One man's search for vestiges of Black Mountain College
My favorite poem is "The Black Mountain Blues" by Black Mountain College poet John Wieners. There's a good line in it: "I want to hear husbands and wives throw ink again." The craft of writing is slow and focused on minutiae. But throwing ink? That sounds like passion, daring, and messiness.
The Western North Carolina energy vortex is located at the bottom of my property. There's a New Age religious retreat across my creek, because of that vortex. Our band was practicing one Saturday afternoon and a man picked his way across the creek and headed up our grassy yard. He asked if we could keep it down because a couple was getting married.
Cinnamon, my wife, asked him what they do at the retreat. "We hold ceremonies," the man answered. "We have sweat lodges. Next time we have a sweat lodge you should join us." He didn't ask me.
It makes sense that the energy vortex is in the bottom of my yard, because across from the retreat is the YMCA Blue Ridge Assembly. In 1933, Black Mountain College was founded at the assembly, before moving to its Lake Eden campus in 1941. The most influential artists of the 20th century were drawn to this valley. During the college's 24 years, John Cage re-invented music and performance art, Merce Cunningham re-invented dance, Buckminster Fuller moved architecture forward and painters like Robert Rauschenberg, Robert Motherwell, Franz Kline searched for the next wave.
I've been interested in Black Mountain College since I arrived in 2002. On Friday I started my investigation, collected my book "Black Mountain College: Experiment in Art," passed the religious retreat and headed up through the assembly land. It was a beautiful spring day and the dogwoods were in full flower. I met Danielle Tocaben of the YMCA, who shared their book "Eureka! A Century of YMCA Blue Ridge Assembly," which has two pages dedicated to the history of the college. I asked if they had discovered any canvases hidden in attic rooms – but they had not. Then I walked to Eureka Hall, the massive white Southern Gothic building with the eight pillars and deep porch.
I looked through the books and examined the black-and-white photos of the famous artists, teachers, and students dancing on this porch. Josef Albers, the first director of the college, taught drawing on this porch. I snapped a selfie and glanced across the valley to the scenic Black Mountain Range, the ridgeline and peeks lost in clouds. Then I walked around the building. It was under renovation, so I couldn't go inside. I peered into the darkened windows and imagined the students working on looms with Annie Albers, wife of Josef Albers. I pictured the performances, the strange futuristic costumes of the "Spectodrama" and "The Danse Macabre," directed and designed by Xanti Schawainsky, precursors to the Happenings of John Cage.
Then I sat and reread "The Black Mountain Blues." I was looking for more than the location of Black Mountain College, for the lingering magic too.
"The spirit is still very much alive, even though the college has come and gone," Christina Ruiz, director of the Swannanoa Valley Museum, explained. "It was only around for 24 years, but it still informs artists working today."

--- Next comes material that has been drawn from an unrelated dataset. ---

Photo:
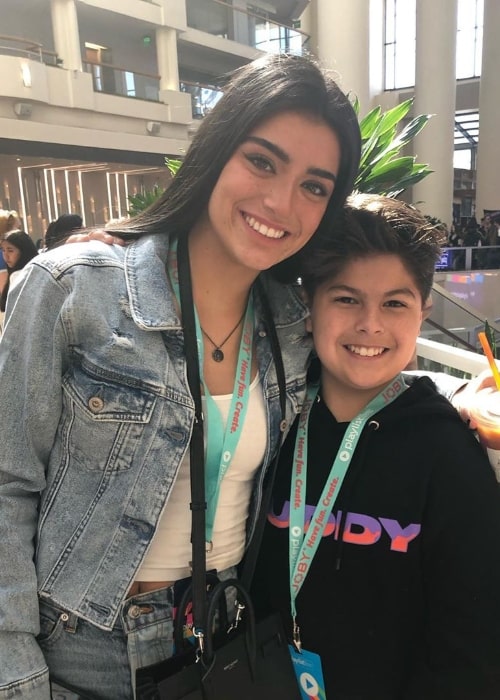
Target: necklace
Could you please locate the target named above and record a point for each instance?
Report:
(217, 354)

The Swannanoa Valley Museum has a central display about the college. It not only shows its artistic influence but also highlights the organization's being at the forefront of desegregation in the area. Next to the display, a stand holds up a blanket made by college students. I'm a little dubious because it looks like a regular knit blanket. But I'm on this search for any clues, so I take a photo.
"I didn't know too much about the college until I started working at the museum," Ruiz said. "It still influences artists here today. You need a community of artists, not an isolated place. It's great that so many people here are still artists."
Ruiz's husband is Zachary Cooper, an electronic music artist who performs under the name Kuxxan SUUM. On March 4, he took part in (Re)Happenings, an event sponsored by the Black Mountain College Museum and the Media Arts Project at the Lake Eden campus. The annual (Re)Happenings are held to remember the first Happenings at Black Mountain College and highlight current performance artists. On exactly the 43rd minute of each hour, Cooper used a solar-powered sound system to play his music across Lake Eden. His music is atmospheric and ambient, some based on bass and drums; other compositions are lush and rich layers of found and manipulated music. His sound has been described as "plunder-phonics."
"John Cage taught at the summer sessions," Cooper told me recently, sitting in his small living room on Laurel Avenue, just north of Lake Tomahawk. "He's super-influential to me. He said to let go of preferences. He favors letting a piece happen, rather than composing. This is very hard for musicians in the West. He encourages you to let go and let music be your guide."
Sitting with him, I noticed that Cooper had recently cut his finger and had has a large white bandage. He held it up in the air as he manipulated a musical composition on his computer. It was fun to be in this space and listen to him chat about how the Black Mountain area has drawn artists. Cooper said there's supposed to be huge community of old hippie synth heads in these mountains who hang out and play classic and older synthesizers.
I headed back home, challenged and contemplative. Having the legacy of Black Mountain College in this valley creates more questions than it answers. Why is art so important to me? Why am I so interested in the college?